The post was originally published on The Next Web.
Some people can’t handle criticism, but as it turns out, some companies can’t either. Take Apple as an example. When it comes to apps that speak seriously and openly about social issues, many developers find themselves locked out of the App Store with loads of free time to reflect on their mistakes. App developers are familiar with the app bible – Apple Principles. And yet, they sometimes tend to focus on the terms listed throughout the document without a fundamental note: Critical content? No, thanks. To be precise, the company claims the following:
“We view Apps differently from books or songs that we don’t manage. If you want to criticize a religion, write a book. If you want to describe sex, write a book or a song or create a Health App. It can get complicated, but we’ve decided not to allow certain types of content in the App Store.”
This paragraph, along with the chapter that prohibits any controversial content (ironically, the content itself is quite controversial), hinders app developers who want to use their apps to do their best. saying something. It’s important to learn how one can avoid what Apple considers explosive content and how to get Apple’s approval, even after the initial disapproval. For example, several applications were rejected on the grounds that they mocked a public figure: Pulitzer Prize-winner Mark Fiore, which included a caricature of Michaele and Tareq Salahi, House gatebreakers. White, interrupting President Obama’s speech. After countless criticisms and some negative media coverage, Apple decided to approve the app. Apple’s low tolerance led the company to reject an app submitted by Start Mobile, simply to display the famous “HOPE” image of Obama (there seems to be a pattern here). In this case, perhaps there was a mistake on the part of Apple and the company withdrew its decision. We believe you can learn a lot from Apple’s mistakes regarding the way the company thinks. Here, we learn how careful Apple is when it comes to political content, specifically content that focuses on a specific person. Another valuable lesson that doesn’t just concern the tech world: media outrage works. Miraculously, in all of the cases outlined above, right before Apple decided to approve the app, the information was already out and made headlines in the media. In some cases, Apple has chosen to reject games that contain content that criticizes and speaks out about social injustice. A game created by Auroch Digital that focuses on the horrors of the Syrian civil war, was rejected because of this important content, as well as because it was about a specific country. Apple prohibits the definition of “enemies” in games based on criteria identified with a certain country or race. While this is a more legitimate criterion, the execution and results can make it a bit silly. Another game called “Attack the Pacific”, based on World War II battles, was disqualified for being discriminatory because it featured the flags of countries as part of the World War II. game.

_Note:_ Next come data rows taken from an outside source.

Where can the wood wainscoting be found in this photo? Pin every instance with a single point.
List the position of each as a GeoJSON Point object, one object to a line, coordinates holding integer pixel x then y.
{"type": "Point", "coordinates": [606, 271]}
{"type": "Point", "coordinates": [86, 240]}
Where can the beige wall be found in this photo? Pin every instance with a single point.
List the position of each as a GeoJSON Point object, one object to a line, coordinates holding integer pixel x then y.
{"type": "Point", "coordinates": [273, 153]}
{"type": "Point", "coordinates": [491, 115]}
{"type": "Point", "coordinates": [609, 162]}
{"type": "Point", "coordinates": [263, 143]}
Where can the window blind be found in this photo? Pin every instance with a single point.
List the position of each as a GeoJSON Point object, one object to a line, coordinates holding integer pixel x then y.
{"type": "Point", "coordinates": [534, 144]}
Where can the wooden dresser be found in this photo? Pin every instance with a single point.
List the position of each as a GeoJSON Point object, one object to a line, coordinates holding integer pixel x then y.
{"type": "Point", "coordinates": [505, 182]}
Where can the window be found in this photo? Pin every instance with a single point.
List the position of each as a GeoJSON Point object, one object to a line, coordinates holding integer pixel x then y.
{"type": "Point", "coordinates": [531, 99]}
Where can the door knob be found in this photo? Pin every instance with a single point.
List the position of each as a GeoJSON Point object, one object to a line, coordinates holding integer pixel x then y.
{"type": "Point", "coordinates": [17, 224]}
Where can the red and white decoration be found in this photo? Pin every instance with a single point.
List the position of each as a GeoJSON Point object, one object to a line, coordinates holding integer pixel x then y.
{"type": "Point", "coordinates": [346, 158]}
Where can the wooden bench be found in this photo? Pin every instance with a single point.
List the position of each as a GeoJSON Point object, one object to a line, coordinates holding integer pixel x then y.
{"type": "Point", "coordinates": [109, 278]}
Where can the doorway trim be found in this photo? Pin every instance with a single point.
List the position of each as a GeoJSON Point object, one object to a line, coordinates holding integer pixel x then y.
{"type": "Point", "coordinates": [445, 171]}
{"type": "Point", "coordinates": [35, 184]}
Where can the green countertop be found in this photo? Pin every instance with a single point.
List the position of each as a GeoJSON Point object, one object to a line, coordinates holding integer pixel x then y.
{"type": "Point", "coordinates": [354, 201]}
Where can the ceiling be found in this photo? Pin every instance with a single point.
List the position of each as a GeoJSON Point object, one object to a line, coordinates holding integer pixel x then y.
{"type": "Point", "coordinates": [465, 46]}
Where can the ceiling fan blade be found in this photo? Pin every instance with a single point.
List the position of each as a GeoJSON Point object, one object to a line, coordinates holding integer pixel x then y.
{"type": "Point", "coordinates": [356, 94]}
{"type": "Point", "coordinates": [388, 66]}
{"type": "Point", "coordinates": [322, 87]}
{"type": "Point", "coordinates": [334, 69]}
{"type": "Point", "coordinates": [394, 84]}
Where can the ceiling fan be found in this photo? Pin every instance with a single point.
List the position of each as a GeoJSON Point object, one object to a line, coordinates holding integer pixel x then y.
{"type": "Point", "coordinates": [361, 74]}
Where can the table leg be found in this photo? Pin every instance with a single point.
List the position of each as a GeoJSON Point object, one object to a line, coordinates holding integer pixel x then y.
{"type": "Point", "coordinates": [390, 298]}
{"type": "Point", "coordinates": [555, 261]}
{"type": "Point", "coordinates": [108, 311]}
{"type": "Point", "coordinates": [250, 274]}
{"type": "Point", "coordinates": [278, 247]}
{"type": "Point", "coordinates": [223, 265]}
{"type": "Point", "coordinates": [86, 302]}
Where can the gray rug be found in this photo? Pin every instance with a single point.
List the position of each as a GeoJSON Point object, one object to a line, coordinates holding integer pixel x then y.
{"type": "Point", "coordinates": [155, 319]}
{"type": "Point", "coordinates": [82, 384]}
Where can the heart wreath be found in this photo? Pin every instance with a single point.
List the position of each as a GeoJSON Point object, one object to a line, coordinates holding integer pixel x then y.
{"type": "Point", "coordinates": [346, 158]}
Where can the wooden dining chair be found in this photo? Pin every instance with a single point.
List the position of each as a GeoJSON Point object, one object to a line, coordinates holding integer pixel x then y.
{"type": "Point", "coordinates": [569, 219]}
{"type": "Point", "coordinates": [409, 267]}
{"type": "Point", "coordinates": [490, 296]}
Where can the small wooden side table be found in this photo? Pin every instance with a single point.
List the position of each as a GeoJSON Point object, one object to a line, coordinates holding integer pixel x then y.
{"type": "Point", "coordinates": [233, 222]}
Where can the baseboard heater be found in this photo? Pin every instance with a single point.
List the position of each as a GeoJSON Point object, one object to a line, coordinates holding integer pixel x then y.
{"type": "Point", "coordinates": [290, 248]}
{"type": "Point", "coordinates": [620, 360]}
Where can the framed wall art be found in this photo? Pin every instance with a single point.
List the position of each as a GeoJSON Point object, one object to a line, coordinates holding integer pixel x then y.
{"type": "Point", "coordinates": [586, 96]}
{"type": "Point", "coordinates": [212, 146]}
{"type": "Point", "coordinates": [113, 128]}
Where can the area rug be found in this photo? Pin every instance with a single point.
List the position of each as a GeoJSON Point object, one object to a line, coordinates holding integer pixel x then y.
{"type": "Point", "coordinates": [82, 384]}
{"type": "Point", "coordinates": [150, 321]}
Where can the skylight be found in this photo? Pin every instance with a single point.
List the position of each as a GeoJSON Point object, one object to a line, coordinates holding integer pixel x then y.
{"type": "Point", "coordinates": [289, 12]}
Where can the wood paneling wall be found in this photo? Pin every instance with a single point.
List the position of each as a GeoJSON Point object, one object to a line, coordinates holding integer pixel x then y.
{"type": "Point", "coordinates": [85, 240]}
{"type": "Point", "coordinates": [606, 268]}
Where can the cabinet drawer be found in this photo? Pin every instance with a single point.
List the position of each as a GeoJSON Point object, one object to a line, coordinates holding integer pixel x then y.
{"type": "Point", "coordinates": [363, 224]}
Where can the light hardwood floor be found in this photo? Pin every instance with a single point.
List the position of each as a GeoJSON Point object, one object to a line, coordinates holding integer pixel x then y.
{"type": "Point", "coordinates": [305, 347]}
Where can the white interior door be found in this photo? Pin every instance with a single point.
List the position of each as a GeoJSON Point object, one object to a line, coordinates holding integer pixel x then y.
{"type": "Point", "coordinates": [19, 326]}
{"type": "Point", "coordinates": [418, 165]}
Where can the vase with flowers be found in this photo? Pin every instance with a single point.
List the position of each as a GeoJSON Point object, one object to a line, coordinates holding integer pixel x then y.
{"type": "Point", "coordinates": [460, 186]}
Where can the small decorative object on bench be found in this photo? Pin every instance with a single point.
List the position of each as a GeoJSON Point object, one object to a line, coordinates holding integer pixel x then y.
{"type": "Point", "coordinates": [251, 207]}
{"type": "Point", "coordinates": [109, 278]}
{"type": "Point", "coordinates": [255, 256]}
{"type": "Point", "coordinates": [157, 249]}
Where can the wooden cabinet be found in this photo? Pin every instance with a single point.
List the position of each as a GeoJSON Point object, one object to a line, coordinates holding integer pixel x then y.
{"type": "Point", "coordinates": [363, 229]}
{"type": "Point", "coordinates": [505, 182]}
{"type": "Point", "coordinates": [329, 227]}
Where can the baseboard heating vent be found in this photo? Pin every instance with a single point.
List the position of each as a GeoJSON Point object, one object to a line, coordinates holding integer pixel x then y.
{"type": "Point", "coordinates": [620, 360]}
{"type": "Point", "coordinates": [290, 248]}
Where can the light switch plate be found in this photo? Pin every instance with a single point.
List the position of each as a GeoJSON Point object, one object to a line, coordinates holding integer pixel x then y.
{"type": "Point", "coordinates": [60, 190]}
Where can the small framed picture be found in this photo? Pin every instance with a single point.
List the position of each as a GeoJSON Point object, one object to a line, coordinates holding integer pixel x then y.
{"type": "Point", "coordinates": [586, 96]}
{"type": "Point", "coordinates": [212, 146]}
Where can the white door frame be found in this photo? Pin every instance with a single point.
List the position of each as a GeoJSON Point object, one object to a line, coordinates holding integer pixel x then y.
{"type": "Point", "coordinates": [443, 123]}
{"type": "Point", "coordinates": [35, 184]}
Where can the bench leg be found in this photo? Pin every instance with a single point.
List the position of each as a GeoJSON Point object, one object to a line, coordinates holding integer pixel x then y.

So how can you make sure Apple doesn’t send you a book instead of an app?
1. Don’t go there If controversial or political content isn’t essential to your app, you should probably just leave it on the cutting room floor. Satire is fine, but Apple’s disapproval is not. If you’re not entirely sure about your content selection, reach out to experts for advice. 2. Make noise As we mentioned, nearly every time Apple makes a decision to decline, some media coverage and social media drama is part of the story. Don’t get angry, be social. It just might work. 3. Please An important step in your resubmission process will be… resubmitting the application. We’ve submitted products that were initially rejected and that’s it! It was approved even though we never actually made any changes to the product. Remember, there are people, not just half-eaten apples, on the other side. Give an explanation of why your app is still within the guidelines and you might be in luck. 4. Don’t stalk Whatever you do, don’t go directly to your reviewer. Once, one of our customers submitted an application that included Facebook Connect. This feature allows developers to know exactly when the app is being reviewed and by whom. When the app was rejected, the developer approached his reviewer through his Facebook profile, a move that was not appreciated. Now be careful, if you step over the limit, you may find yourself expelled from the developer program. Considering the number of users and the huge amount of time invested in using apps, especially games, Apple holds an unbelievable position of power. The decision to remove controversial topics will interest both users and developers. As marketers, we know that while provocations can get you noticed by the media and the public, they come at a heavy cost. Think carefully if you are willing to pay the price.